We all know people who have received a dire medical diagnosis. Perhaps we have had this experience ourselves. One response is to look for a miracle, willing the threatening illness to disappear. What we get instead in western medicine are drugs and invasive surgeries – often with serious side effects. However, there is another way.
On the heels of his national bestselling One Spirit Medicine, published earlier this year, psychologist, medical anthropologist and practicing shaman Alberto Villoldo offers a rare glimpse into the mysteries of energy medicine. A Shaman’s Miraculous Tools for Healing shares 12 stories of desperate clients who stepped outside their comfort zone and gained far more than they bargained for.
Each chapter alternates observations and treatment notes by Alberto with the first-person account of each individual, as told to co-author Anne O’Neil. The clients reached out to Alberto for a variety of physical, mental and emotional ailments, and the treatments he applied demonstrate a different aspect of energy medicine. During private sessions, clients are taken on healing journeys unknown to modern science. The outcomes not only improve their health but also heal their souls and point them toward their destiny.
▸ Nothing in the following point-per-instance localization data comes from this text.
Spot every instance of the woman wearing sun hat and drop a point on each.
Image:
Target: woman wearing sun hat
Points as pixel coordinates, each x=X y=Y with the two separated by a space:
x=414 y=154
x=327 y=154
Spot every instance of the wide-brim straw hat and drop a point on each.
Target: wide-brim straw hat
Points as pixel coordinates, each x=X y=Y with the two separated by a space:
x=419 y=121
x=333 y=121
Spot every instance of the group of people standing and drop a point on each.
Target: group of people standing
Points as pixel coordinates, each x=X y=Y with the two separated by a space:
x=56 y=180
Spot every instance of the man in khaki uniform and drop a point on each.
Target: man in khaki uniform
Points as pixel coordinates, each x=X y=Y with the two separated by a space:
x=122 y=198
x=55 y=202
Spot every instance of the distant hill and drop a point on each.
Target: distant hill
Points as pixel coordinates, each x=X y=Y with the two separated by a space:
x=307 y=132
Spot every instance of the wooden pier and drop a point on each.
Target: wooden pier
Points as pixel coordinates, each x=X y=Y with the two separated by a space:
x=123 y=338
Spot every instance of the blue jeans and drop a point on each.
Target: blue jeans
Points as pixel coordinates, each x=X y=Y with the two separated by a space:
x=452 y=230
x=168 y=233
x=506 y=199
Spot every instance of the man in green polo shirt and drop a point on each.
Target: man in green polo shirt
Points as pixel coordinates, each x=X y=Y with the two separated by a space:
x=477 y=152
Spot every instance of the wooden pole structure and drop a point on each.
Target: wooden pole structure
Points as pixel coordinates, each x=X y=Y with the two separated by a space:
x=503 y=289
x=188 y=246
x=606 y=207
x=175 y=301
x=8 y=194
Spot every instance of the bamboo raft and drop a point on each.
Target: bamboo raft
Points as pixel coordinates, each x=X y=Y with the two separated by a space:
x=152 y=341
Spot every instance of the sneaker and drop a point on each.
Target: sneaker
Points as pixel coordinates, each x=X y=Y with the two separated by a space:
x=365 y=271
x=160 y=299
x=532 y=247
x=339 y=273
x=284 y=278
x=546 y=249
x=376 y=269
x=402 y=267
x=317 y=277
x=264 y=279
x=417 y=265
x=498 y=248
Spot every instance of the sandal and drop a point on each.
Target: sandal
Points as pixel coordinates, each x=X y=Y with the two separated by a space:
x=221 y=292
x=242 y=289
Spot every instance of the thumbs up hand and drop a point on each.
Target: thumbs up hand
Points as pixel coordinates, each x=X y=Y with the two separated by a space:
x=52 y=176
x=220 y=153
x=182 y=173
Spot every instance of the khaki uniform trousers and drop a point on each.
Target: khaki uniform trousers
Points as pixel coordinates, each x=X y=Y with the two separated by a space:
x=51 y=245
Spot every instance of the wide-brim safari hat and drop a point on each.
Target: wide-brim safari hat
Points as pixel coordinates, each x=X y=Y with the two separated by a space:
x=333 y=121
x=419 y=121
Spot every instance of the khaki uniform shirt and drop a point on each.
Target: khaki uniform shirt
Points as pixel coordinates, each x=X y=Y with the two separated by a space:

A Shaman’s Miraculous Tools for Healing is ultimately about people realizing their own truth. When they embrace shamanic energy medicine, they begin a journey of healing and self-discovery – one they eventually understand they had always been seeking. In the end, these individuals came to know their authentic selves, and this realignment of body and soul resolved much of their original health crises and enabled them to change their lives.
Medical anthropologist Alberto Villoldo, Ph.D., has studied the shamanic healing practices of the Amazon and Andes for more than 25 years. In 1984 he founded the Four Winds Society, which offers extensive education in the philosophy and practice of energy medicine, training students to become modern-day shamans.
In his mid-20s Villoldo was the youngest clinical professor at San Francisco State University, where he founded and directed the Biological Self-Regulation Lab to investigate how visualization, energy and psychosomatic medicine change the chemistry of the brain. He soon realized that the microscope was the wrong instrument to answer the questions he was asking. Other scientists were already studying the hardware, Villoldo wanted to learn to reprogram the system.
He heard stories about people in remote parts of the world who claimed to know such things, including the Inka in Peru – among the few remaining shamans. After initial research, Villoldo decided to personally investigate this ancient culture in order to learn about the 5,000-year-old energy medicine known for healing through Spirit and light. Recognizing this investigation would not be a part-time pursuit or brief sabbatical, Villoldo resigned his post at the university and traded his lab coat for hiking boots and a ticket to the Amazon.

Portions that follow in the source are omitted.